Dienstag, 8. September 2015

71. Die evolutionspsychologische Sicht auf die 'Liebe' auf den ersten Blick

71.  Die evolutionspsychologische Sicht auf die 'Liebe' auf den ersten Blick

Wenn Menschen, die sich zum ersten Mal begegnen und nichts übereinander wissen, das erleben, was sie als selbst als 'Liebe' auf den ersten Blick wahrnehmen, dann läßt sich das evolutionspsychologisch erklären.   

Beide sind Opfer des eigenen, unbewußt wirkenden Fortpflanzungsinstinktes geworden, unabhängig davon, ob sie bewußt sich überhaupt oder nur in der fernen Zukunft fortpflanzen möchten.  Bewußt ist nur das beidseitige Ziel einer ernsthaften Dauerbeziehung.   
Wäre das Ziel die Straßenköterkopulation, würden die Betroffenen es nicht selbst als 'Liebe' bezeichnen.   Ohne im Rahmen dieses Textes den Begriff 'Liebe' definieren zu wollen, für ein ausschließliches Kopulationsbegehren wird er üblicherweise nicht verwendet.

Die wirklichen Gründe der Anziehungskräfte bleiben dem bewußten Erleben verborgen: 
  • Der Fortpflanzungsinstinkt des Mannes hat auf solche Signale des weiblichen Körpers reagiert, die erwarten lassen, daß er mit dieser Frau vermutlich viele gesunde Nachkommen bekommen könnte.  
  • Der Fortpflanzungsinstinkt der Frau hat auf solche Signale des männlichen Körpers oder diesem zuordenbare Statussymbole reagiert, die auf seine Befähigung dafür hindeuten, sie und die Nachkommen zu versorgen und zu beschützen.  

Die Kombination eines starken Fortpflanzungsinstinktes mit einer schwach ausgeprägten Fähigkeit zu rationaler Kontrolle über das eigene Verhalten äußert sich in der Annahme, daß der alleinige Zweck einer Beziehung die Befriedigung der körperlichen Triebe wäre und daß ein vom Fortpflanzungsinstinkt erzeugter wechselseitiger Drang zur körperlichen Intimität eine ausreichende Basis bilden würde.    
Wenn eine solche 'Liebe auf den ersten Blick' ausreicht, um nur damit als alleiniger Rechtfertigung eine Beziehung einzugehen, kann das für die davon betroffenen Menschen im schlimmsten Fall tragische Folgen haben.   Es kann aber auch gut gehen.   Das hängt davon ab, ob vom Fortpflanzungsinstinkt unabhängige Attribute wie z.

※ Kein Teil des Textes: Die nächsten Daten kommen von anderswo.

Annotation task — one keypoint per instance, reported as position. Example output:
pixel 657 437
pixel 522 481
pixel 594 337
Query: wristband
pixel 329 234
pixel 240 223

B. Persönlichkeit, Interessen, Weltsicht harmonisieren oder zu Konflikten führen.   

Der Mythos, daß Toleranz ein erfolgreiches und ausreichendes Wundermittel wäre, um Harmonie zu erzeugen und friedlich miteinander auszukommen, verschlimmert die Folgen aller vorhandenen Konflikte.   Dadurch wird deren Ausbruch und Wirkung nur verzögert, ohne sich verhindern zu lassen.   
Toleranz ermöglicht es nicht zusammenpassenden, vom Fortpflanzungsinstinkt geleiteten Paaren lediglich, ihre Konflikte solange auszublenden und zu ignorieren, wie die anfängliche starke Triebbefriedigung anhält.   Zu dem Zeitpunkt, wenn dann mit der nachlassenden Leidenschaft automatisch auch die Wirkung der Toleranz verschwunden ist, gibt es oft bereits langfristige Verstrickungen wie Kinder oder Abzahlungen für Wohneigentum.   Ohne Toleranz wäre es gar nicht dazu gekommen.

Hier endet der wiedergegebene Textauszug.